Strategic Decision-Making in Multi-Agent Domains: A Weighted Constrained Potential Dynamic Game Approach

TL;DR

This paper introduces a novel approach using weighted constrained potential dynamic games to efficiently compute generalized Nash Equilibria in multi-agent decision-making, significantly reducing computational complexity and enabling practical applications.

Contribution

The paper proposes leveraging constrained dynamic potential games to transform complex multi-agent problems into single optimal control problems, improving solution efficiency.

Findings

Achieves significant solve time reduction compared to existing methods.

Successfully applies the approach to multi-robot navigation scenarios.

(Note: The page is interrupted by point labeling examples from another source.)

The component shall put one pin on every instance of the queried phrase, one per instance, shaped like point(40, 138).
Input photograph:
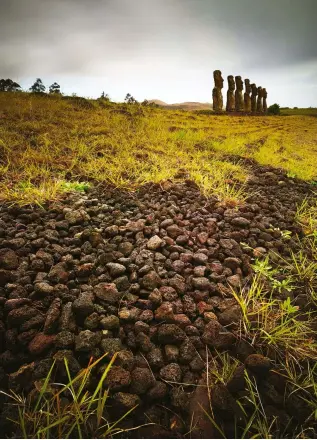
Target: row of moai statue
point(236, 101)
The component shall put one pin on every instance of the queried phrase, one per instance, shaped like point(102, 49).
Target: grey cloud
point(135, 38)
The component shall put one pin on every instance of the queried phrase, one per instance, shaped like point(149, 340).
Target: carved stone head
point(231, 83)
point(218, 79)
point(239, 83)
point(247, 86)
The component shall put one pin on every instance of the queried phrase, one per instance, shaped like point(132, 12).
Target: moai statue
point(259, 103)
point(264, 100)
point(230, 94)
point(216, 93)
point(239, 105)
point(254, 93)
point(247, 98)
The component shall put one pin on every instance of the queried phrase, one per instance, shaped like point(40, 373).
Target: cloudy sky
point(162, 49)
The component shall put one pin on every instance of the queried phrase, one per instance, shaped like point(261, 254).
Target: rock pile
point(148, 275)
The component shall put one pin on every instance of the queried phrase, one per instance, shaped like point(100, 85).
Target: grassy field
point(48, 144)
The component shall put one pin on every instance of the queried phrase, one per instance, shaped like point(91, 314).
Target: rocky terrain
point(148, 275)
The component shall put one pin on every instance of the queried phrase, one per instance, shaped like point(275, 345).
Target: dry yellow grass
point(46, 141)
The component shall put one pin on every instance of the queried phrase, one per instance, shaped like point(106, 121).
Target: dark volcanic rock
point(170, 334)
point(216, 336)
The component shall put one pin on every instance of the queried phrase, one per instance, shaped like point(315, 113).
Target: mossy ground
point(48, 141)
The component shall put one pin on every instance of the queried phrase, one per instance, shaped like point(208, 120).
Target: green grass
point(48, 142)
point(70, 410)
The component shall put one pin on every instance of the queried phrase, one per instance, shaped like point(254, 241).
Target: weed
point(67, 410)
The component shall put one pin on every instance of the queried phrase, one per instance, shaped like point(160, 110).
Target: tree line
point(8, 85)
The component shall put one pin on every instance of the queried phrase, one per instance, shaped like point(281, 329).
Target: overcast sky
point(162, 49)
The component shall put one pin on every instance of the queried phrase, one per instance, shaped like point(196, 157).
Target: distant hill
point(184, 105)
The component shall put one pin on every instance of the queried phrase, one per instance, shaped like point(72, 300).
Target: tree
point(7, 85)
point(105, 97)
point(55, 89)
point(38, 86)
point(129, 99)
point(274, 109)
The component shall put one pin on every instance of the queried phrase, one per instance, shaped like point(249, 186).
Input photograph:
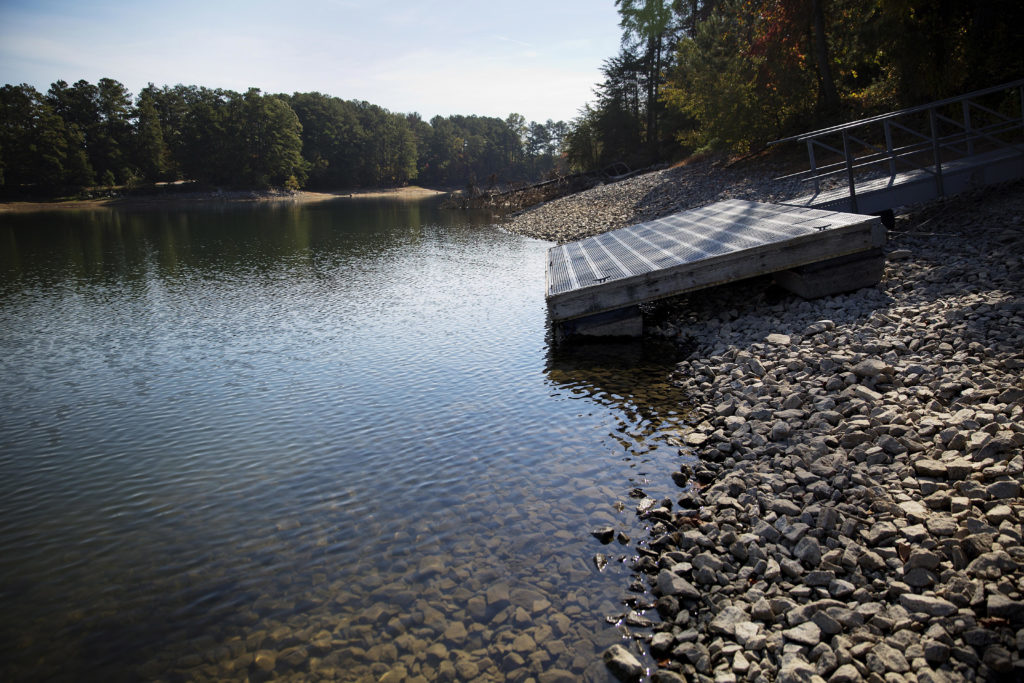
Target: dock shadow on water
point(313, 443)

Demonstrates practical effectiveness through simulation and real-world experiments.

Abstract

In interactive multi-agent settings, decision-making and planning are challenging mainly due to the agents' interconnected objectives. Dynamic game theory offers a formal framework for analyzing such intricacies. Yet, solving constrained dynamic games and determining the interaction outcome in the form of generalized Nash Equilibria (GNE) pose computational challenges due to the need for solving constrained coupled optimal control problems. In this paper, we address this challenge by proposing to leverage the special structure of many real-world multi-agent interactions. More specifically, our key idea is to leverage constrained dynamic potential games, which are games for which GNE can be found by solving a single constrained optimal control problem associated with minimizing the potential function. We argue that constrained dynamic potential games can effectively facilitate interactive decision-making in many multi-agent interactions. We will identify structures in realistic multi-agent interactive scenarios that can be transformed into weighted constrained potential dynamic games (WCPDGs). We will show that the GNE of the resulting WCPDG can be obtained by solving a single constrained optimal control problem. We will demonstrate the effectiveness of the proposed method through various simulation studies and show that we achieve significant improvements in solve time compared to state-of-the-art game solvers. We further provide experimental validation of our proposed method in a navigation setup involving two quadrotors carrying a rigid object while avoiding collisions with two humans.